Visiting an art museum today, it is nearly impossible to imagine the early modern European roots that led to the high-tech and highly curated museums of the modern age. However, delving into the history of museum culture reveals a curiously human origin of art and artifact collection. In the 16th and 17th centuries, ‘museums’ established by private collectors were subject to the whim of the collector, and often consisted of items and materials that sparked curiosity due to their rarity or beauty. Primarily assembled by scholars, scientists, naturalists, and wealthy members of society, these collections were labeled “cabinets of curiosity,” and contained diverse and eclectic objects that were popular in Europe at the time. These collections were coveted as a symbol of wealth and status, leading to more collection, mobility, and trade of exotic items. As a result, cabinets of curiosity played a significant role in the global spread of culture and the early modern Baroque. The transfer of naturalia and art from faraway places to Europe—through imperialism, trade, or otherwise—added to the fascination with these collections. Cabinets of curiosity were not only about the objects they contained, but also the knowledge and prestige they conveyed. These cabinets of curiosity significantly contributed to the art and artifact transfer of early modern Europe through collection culture, and by blending cultures through art, developed the Global Baroque style.
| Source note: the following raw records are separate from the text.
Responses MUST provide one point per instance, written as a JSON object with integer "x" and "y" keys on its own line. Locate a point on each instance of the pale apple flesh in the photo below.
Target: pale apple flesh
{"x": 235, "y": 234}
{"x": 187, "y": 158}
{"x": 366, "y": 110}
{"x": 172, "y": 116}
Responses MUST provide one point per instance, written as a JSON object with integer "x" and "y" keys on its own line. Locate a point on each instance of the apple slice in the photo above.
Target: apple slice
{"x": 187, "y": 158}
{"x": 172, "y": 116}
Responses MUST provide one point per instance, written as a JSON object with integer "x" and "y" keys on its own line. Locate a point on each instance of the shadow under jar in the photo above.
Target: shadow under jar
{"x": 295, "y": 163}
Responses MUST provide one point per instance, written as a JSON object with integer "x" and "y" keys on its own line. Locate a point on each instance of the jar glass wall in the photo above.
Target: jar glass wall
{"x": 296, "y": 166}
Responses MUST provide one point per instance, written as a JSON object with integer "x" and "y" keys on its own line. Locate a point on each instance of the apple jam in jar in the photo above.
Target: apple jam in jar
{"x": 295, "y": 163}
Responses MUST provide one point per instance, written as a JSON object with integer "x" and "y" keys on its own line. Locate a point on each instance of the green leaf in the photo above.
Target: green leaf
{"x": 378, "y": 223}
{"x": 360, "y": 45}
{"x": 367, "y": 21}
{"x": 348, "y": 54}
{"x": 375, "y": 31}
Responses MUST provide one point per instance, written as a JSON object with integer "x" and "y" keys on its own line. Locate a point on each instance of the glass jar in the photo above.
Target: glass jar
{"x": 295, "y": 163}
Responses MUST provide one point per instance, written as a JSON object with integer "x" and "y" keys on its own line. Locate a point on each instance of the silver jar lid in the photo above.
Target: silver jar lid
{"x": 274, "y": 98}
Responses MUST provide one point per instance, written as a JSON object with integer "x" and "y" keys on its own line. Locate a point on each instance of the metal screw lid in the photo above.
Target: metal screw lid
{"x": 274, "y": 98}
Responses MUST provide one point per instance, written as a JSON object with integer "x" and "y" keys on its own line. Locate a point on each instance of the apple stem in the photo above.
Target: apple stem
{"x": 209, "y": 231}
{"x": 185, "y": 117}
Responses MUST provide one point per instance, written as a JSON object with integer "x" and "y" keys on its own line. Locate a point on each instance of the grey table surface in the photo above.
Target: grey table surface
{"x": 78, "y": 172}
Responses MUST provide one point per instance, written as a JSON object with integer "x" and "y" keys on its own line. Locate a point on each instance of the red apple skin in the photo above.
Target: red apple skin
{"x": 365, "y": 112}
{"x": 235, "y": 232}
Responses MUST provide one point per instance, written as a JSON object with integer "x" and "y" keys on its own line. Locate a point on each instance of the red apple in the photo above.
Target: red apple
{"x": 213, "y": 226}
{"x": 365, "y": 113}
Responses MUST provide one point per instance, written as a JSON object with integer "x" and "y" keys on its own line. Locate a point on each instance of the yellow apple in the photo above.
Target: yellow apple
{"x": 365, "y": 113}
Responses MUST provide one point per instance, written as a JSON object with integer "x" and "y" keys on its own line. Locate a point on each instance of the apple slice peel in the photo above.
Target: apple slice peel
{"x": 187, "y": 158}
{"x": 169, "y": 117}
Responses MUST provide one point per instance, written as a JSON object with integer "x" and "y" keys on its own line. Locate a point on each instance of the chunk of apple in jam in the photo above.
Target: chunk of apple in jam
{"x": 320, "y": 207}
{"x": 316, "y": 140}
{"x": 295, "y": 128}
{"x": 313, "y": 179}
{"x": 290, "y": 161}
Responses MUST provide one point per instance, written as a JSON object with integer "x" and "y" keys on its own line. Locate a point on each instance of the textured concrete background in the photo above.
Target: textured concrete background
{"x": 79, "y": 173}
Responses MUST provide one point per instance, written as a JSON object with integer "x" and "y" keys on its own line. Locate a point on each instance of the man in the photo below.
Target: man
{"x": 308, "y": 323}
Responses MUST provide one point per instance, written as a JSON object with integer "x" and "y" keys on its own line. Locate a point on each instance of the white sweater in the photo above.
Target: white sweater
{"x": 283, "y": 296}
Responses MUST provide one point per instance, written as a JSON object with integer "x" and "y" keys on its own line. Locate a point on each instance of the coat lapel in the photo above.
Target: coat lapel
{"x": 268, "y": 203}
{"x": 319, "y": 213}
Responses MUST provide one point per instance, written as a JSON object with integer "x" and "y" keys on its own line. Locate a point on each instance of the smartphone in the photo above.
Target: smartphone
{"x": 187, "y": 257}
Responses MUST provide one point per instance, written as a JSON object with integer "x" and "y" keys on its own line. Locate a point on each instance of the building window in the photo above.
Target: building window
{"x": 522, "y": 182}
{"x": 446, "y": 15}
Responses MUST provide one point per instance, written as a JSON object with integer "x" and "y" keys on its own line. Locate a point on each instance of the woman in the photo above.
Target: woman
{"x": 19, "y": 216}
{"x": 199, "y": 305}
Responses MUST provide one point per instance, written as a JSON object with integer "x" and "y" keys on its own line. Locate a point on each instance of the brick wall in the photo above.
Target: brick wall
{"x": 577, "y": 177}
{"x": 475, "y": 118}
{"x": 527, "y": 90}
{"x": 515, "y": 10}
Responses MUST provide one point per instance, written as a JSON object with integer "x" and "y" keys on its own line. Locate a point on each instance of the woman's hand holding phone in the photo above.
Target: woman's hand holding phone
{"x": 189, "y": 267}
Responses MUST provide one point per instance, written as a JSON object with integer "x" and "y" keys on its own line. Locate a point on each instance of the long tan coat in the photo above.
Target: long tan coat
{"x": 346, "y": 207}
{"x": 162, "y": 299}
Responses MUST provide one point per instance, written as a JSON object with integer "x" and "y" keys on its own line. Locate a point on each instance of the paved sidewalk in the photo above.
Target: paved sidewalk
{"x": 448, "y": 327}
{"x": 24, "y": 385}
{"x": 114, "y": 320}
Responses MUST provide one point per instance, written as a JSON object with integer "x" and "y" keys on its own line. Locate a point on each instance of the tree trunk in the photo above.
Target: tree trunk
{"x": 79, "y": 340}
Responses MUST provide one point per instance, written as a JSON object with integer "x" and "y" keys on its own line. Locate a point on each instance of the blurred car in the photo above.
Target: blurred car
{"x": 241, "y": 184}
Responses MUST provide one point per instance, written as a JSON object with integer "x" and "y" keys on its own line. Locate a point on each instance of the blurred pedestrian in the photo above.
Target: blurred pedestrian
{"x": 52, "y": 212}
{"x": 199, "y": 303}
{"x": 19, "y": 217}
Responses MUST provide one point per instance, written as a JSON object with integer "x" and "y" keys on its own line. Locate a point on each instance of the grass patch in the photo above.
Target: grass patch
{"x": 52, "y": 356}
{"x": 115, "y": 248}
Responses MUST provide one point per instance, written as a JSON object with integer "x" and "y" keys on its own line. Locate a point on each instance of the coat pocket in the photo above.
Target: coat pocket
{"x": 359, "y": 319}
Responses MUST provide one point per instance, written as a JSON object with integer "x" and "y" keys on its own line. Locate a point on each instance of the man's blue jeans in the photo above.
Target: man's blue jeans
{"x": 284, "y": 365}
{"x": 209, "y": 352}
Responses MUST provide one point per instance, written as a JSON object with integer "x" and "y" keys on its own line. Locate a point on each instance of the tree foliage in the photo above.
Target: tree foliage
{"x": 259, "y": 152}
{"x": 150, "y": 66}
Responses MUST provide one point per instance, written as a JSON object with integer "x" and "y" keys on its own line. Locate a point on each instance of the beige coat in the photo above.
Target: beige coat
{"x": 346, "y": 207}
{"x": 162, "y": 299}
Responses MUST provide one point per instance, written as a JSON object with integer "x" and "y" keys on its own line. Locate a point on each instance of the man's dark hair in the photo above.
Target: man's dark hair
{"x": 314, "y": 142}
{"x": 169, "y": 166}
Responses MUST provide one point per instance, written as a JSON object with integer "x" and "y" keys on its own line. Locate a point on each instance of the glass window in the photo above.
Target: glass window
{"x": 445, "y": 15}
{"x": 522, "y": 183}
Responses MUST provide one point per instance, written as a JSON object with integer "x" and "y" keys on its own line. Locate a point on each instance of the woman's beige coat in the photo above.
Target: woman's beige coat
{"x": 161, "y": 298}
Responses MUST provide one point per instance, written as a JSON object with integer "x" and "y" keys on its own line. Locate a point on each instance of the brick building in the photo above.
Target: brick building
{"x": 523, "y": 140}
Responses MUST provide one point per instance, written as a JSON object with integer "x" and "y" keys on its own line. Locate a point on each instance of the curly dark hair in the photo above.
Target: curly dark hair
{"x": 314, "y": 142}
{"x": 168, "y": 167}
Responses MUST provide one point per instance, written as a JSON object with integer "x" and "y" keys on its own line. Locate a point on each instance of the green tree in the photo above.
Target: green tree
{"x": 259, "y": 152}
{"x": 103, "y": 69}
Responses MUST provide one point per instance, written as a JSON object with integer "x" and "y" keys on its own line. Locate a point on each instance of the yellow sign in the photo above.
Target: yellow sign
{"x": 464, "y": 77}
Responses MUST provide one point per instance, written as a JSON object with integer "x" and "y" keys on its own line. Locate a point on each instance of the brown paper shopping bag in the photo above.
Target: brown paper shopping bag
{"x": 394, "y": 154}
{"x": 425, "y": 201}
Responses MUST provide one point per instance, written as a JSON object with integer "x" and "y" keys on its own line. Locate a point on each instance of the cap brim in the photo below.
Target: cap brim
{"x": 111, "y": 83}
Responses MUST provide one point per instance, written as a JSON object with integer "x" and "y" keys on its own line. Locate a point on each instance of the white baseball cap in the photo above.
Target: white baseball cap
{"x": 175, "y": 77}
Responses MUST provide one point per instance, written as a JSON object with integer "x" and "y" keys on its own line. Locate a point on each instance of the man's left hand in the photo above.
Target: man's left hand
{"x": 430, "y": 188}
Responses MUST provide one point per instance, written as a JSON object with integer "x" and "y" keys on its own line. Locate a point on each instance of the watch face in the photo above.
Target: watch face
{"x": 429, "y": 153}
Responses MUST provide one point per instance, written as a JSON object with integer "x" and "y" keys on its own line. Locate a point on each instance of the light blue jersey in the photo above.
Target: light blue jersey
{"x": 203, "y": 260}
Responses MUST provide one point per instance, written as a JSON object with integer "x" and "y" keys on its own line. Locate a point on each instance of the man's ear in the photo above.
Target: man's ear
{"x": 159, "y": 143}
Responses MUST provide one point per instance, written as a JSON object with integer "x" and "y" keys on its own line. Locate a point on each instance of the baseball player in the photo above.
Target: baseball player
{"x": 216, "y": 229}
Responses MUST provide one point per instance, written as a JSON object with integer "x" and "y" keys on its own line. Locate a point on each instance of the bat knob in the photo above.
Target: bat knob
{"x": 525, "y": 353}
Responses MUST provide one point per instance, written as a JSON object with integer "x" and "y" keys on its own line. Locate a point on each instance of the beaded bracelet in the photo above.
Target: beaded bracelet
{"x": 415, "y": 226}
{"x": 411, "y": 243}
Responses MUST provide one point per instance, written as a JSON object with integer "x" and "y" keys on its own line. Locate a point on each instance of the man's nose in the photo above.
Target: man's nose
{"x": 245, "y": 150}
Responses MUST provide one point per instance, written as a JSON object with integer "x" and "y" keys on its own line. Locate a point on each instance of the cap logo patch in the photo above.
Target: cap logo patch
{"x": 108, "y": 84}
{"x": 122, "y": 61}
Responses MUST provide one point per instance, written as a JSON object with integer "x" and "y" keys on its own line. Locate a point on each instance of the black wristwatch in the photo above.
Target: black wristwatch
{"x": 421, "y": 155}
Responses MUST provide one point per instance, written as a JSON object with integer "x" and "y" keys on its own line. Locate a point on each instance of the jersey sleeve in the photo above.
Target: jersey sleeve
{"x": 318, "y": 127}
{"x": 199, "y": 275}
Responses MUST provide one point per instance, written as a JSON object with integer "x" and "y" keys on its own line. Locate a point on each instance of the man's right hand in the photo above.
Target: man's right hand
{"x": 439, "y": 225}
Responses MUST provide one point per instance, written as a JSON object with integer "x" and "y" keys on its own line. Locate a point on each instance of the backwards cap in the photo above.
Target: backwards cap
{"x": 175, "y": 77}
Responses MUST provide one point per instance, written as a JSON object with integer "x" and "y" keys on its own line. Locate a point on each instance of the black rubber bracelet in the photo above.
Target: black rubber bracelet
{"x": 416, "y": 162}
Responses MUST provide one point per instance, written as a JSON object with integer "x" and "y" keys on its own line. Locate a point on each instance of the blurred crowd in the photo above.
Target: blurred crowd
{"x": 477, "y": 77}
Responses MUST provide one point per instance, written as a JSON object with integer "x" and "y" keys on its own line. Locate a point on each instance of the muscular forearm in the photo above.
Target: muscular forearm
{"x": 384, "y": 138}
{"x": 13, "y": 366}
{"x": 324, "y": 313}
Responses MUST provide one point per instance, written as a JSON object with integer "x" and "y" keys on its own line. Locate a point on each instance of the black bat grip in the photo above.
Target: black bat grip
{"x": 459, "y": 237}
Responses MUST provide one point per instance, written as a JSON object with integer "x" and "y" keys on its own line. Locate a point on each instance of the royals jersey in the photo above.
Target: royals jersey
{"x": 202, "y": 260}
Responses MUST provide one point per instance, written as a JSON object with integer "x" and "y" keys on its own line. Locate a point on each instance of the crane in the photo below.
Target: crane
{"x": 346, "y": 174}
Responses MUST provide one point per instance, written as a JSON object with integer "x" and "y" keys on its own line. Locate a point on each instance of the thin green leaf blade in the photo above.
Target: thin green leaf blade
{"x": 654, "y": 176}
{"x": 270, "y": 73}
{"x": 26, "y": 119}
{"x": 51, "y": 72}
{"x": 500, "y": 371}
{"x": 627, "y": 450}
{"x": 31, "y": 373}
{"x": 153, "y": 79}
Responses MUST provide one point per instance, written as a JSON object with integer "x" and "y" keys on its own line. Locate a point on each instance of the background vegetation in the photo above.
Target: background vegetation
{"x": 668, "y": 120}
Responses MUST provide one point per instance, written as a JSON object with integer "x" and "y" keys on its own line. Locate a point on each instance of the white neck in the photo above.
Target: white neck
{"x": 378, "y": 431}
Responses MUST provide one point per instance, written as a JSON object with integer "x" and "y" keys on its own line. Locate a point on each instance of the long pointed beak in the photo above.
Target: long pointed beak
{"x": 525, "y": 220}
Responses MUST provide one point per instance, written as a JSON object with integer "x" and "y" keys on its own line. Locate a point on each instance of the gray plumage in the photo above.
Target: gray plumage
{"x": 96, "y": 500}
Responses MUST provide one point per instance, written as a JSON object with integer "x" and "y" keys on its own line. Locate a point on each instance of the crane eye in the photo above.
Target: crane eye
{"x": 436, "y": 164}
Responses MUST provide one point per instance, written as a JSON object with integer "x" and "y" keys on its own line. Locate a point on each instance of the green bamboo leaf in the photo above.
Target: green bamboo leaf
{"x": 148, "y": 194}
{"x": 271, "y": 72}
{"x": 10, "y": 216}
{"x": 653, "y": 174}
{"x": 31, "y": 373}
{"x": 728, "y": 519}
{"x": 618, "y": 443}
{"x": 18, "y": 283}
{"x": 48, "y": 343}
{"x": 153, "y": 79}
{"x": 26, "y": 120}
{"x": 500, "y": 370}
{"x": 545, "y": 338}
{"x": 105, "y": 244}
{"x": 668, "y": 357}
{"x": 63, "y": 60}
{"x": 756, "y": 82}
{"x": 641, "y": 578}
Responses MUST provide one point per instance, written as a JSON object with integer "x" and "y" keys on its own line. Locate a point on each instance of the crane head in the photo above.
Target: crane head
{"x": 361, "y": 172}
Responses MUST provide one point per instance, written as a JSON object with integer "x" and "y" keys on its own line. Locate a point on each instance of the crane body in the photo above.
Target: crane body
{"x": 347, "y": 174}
Collection has occurred for centuries; Homeric hordes of treasure from battle, middle-age medicine cabinets with rare herbs and cures, and princely jewel collections. Although important, these types of collections remained stagnant if they were kept to oneself. The early modern Europeans diverged from this trend by displaying their collections. Royals like the Archduke Ferdinand of Tyrol consolidated extensive family art collections and began adding to them—bringing together a “museum” in a castle named Schloss Ambras. Although the museum may have been limited to aristocrats and scholars during its time, Ferdinand vehemently supported an illustrated publication of his collection (the “great Kunstkammer”), printed posthumously in 1601. The catalog included art, furniture, armor, religious items, shells, specimens, clocks, scientific equipment, ivory, and even featherworks from the Spanish colonial era. Currently, the bulk of Ferdinand’s collection is housed in the Vienna Kunsthistorisches Museum.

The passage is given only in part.